L.A. VanGogh: In school, we weren’t taught about emotional intelligence formally. A lot of us have a hard time dealing with our emotions. I wish I had learned some of the things I’m learning now earlier in life, like recognizing self-shame, codependency, family trauma, etc. It’s had an adverse effect on how I’ve developed as a human. My lack of dealing with it is a good starting point for what I deal with personally. In short, I just pass along info that has been helpful for me. I think more people need that than I can account for.
RNGLDR: Hip-hop, though traditionally so staunch in its braggadocio and materialism, has been making some necessary directional steps to become vulnerable; steps to becoming an outlet for artists who may be struggling with mental health issues as well as a common voice for listeners who may need something more tangible to relate to. What do you think is to thank for the recent changes in hip-hop’s view of mental health? And what would you like to see continue in order to keep a train of positivity moving?
L.A. VanGogh: I think it’s always been there. It’s just always been tucked away under different tones. “My Mind Is Playing Tricks On Me” is a good example. I think the topics of mental health bode well over moody music, and over the past 10 years, hip-hop has come to embrace moody over male bravado. I would like to see more strategic partnerships between artists and mental health resources at large. The conversation is being had, but only the tip of the iceberg is being scraped on a mass level. Have we ever stopped to think why we’re so anxious? So depressed? Shoutout to my country, but there sure is a lot to be worried about within the past 20 years (and honestly longer than that if you’re of color in this country). There’s a huge personal element to everyone’s trauma, and there’s also a social element, a collective trauma, that we endure, some more than others. Listeners over the years have gravitated towards those things that speak to our collective traumas and hopefully, triumphs. I’m still figuring out what I’d really like to see moving this forward. The vulnerability is a tremendous start though.
RNGLDR: As an artist and an advocate for those struggling with mental health, what would be the ultimate outcome for you merging the lanes you’re so passionate about to change both music and our world’s understanding of mental health for the better?

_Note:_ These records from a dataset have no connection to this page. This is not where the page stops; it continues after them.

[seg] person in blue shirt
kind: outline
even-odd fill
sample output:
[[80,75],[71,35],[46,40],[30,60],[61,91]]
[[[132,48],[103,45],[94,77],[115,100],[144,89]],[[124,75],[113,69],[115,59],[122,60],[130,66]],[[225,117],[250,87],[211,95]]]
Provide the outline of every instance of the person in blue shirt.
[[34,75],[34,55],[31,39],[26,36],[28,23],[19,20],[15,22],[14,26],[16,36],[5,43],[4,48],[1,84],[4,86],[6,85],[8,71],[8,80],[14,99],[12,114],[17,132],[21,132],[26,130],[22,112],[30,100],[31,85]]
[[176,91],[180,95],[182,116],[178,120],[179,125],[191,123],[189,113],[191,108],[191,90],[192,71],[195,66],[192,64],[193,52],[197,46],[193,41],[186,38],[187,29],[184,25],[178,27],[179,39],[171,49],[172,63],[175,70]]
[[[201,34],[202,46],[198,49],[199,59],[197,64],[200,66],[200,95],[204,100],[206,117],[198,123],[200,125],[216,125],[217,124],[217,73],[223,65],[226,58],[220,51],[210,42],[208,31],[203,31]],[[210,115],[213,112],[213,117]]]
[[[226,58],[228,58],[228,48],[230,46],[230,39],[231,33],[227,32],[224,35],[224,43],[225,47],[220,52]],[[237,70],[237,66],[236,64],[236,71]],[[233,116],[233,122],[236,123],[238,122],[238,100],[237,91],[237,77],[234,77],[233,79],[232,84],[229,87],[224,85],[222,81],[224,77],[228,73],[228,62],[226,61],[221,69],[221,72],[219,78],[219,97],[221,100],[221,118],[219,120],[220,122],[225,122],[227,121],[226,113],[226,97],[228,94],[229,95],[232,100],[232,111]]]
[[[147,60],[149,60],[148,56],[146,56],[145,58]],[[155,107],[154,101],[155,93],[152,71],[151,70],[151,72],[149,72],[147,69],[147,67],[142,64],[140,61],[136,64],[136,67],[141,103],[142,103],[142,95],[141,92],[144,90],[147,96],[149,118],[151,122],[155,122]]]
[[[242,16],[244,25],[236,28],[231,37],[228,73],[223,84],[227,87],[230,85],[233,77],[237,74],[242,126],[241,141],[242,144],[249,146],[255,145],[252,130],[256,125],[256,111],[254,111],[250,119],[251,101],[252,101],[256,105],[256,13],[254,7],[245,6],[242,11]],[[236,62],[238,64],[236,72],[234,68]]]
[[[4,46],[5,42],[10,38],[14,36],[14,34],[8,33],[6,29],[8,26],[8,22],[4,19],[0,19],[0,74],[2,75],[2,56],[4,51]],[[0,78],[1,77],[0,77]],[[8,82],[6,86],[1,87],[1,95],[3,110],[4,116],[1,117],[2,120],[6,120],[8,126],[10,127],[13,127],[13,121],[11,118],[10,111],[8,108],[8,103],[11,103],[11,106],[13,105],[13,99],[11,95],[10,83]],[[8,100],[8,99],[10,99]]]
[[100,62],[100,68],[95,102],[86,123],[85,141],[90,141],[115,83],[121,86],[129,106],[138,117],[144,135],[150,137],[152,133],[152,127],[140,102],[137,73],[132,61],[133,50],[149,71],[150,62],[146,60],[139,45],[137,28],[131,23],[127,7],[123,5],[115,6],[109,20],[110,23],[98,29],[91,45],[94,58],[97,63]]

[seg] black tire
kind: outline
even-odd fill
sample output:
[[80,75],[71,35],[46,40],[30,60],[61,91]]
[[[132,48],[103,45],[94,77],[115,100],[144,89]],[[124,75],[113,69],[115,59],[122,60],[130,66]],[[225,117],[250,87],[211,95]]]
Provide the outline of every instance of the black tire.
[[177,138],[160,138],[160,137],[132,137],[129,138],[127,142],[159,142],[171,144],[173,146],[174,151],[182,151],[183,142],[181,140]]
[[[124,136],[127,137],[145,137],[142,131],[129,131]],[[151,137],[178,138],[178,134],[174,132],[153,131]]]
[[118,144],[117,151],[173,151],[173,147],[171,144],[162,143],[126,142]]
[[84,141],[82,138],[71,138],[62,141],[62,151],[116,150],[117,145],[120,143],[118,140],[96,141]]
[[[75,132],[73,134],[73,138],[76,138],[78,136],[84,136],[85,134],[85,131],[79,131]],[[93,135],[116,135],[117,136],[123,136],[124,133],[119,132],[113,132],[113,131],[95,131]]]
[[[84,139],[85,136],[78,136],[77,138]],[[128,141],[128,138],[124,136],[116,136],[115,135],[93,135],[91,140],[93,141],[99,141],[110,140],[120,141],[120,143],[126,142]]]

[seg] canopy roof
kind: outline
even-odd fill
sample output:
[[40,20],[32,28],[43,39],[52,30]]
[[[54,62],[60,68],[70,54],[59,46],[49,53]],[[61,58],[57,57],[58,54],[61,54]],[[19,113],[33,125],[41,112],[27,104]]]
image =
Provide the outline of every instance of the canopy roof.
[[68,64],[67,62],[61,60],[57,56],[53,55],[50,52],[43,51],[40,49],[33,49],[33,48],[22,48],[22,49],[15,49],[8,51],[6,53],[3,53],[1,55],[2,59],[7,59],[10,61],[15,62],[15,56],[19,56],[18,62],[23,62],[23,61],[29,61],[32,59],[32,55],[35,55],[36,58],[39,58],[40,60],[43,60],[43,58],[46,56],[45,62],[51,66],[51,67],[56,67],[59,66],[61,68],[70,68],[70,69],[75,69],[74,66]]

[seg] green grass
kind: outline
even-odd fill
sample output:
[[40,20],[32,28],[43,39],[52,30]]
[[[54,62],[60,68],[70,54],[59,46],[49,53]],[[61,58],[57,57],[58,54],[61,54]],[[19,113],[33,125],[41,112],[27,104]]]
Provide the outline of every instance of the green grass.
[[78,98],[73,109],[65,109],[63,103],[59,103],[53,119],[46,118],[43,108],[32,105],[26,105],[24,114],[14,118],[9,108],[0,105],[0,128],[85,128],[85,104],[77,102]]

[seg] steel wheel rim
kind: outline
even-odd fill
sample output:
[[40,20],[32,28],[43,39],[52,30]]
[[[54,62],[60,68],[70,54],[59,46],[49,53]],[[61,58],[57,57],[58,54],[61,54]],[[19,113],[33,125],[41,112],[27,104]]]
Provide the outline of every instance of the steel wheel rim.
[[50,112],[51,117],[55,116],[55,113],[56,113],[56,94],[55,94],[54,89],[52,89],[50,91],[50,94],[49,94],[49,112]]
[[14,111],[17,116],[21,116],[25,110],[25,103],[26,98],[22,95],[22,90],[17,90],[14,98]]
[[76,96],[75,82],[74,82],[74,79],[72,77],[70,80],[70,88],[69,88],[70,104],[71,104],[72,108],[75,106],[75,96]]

L.A. VanGogh: Let’s just say I’ve got things in the works with regard to that. I’m not ready to speak on them, yet, but I think they’re wonderful!
RNGLDR: With so much on your plate at all times, what’s next musically, communally, and socially for L.A. VanGogh?
L.A. VanGogh: Musically, there is music coming. So much great music coming. Communally, I’m open to ways to enmesh my passion for political and social change. I’m still defining my purpose in my purpose, and uncovering it. I think more importantly than art right now. Our world needs a change. Our system, capitalism is bound to make some changes. I’m ready to rethink all of this. That’s been on my mind more than music these days. I want to make some real change in the world with music just being a catalyst that helps me build resources to do that.